SISTEMA ELÉTRICO EM DEBATE 


O Brasil pode voltar a ficar no escuro?

O maior blecaute registrado na história do Brasil, em 11 de março último, que desligou o sistema interligado do Sul, Sudeste e Centro-Oeste, atingindo dez estados e o Distrito Federal, abriu precedentes para aprofundar a discussão sobre o Sistema Elétrico Brasileiro, embora a versão oficial ainda insista nas causas naturais. O ONS (Operador Nacional do Sistema), que desde 1º de março assumiu a operação do sistema interligado brasileiro, informou no dia seguinte que o apagão que atrapalhou a vida de milhões de brasileiros, por mais de quatro horas, aconteceu devido a um relâmpago na subestação da Cesp (Companhia Energética de São Paulo), em Bauru. Mais tarde, após a população da cidade jurar não ter visto raio algum e os equipamentos não apresentarem qualquer vestígio do acidente, o governo afirmou que o problema foi numa linha de transmissão. A Aneel (Agência Nacional de Energia Elétrica) responsabilizou a Cesp pelo desligamento do sistema devido à demora na solução de um curto-circuito, mas sustenta a explicação do mau tempo.

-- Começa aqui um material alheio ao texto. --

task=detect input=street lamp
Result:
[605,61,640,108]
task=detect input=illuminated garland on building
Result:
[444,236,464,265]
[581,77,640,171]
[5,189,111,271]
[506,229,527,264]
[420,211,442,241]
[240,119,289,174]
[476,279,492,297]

Quase dois meses após o episódio, continua a controvérsia. A versão oficial foi contestada pelo vice-diretor da Coppe/UFRJ (Coordenação de Programa de Pós-Graduação em Engenharia da Universidade Federal do Rio de Janeiro), Luiz Pinguelli Rosa, em relatório entregue à Comissão de Infra-Estrutura do Senado Federal. Basicamente, em sua avaliação, ele afirma que um raio não seria suficiente para causar o blecaute.

Modelo

A polêmica trouxe à tona a discussão sobre a eficácia e a vulnerabilidade do atual Sistema Elétrico Brasileiro, que começou a ser implantado em 1995, no início do primeiro mandato de Fernando Henrique Cardoso. À frente da Secretaria Nacional de Energia desde então até março último, Peter Greiner teve papel fundamental nessa formulação. O projeto foi desenvolvido pela consultora inglesa Coopers & Lybrand, que importou modelo adotado em seu país, baseado na competição dos sistemas de geração de base termoelétrica. O desenho teve de ser adequado à energia hidroelétrica, predominante no parque gerador nacional, e às demais disparidades entre os dois países, como mercado consumidor e características geográficas. O trabalho, que contou com o envolvimento de 150 técnicos brasileiros, prevê a efetivação de um mercado livre e competitivo para as empresas de geração, transmissão e distribuição. O governo, através do CNPE (Conselho Nacional de Políticas Energéticas), dará as grandes diretrizes para o País e o braço executor continuará sendo a Eletrobrás. À Aneel caberá regular e fiscalizar a prestação dos serviços públicos, fixar tarifas, licitar, dar e cassar concessões e punir pelas falhas. A sua responsabilidade também será regulamentar o MAE (Mercado Aberto de Energia), em que as distribuidoras comprarão a energia produzida pelas geradoras. O ONS, entidade privada que assumiria no dia 26 de maio as funções do GCOI (Grupo Coordenador de Operações Interligadas), só o fará em 2000. Continuará, contudo, sendo responsável pela operação. O GCOI é subordinado à Eletrobrás, que tem manifestado disposição de continuar participando do sistema, contribuindo com as empresas já privatizadas.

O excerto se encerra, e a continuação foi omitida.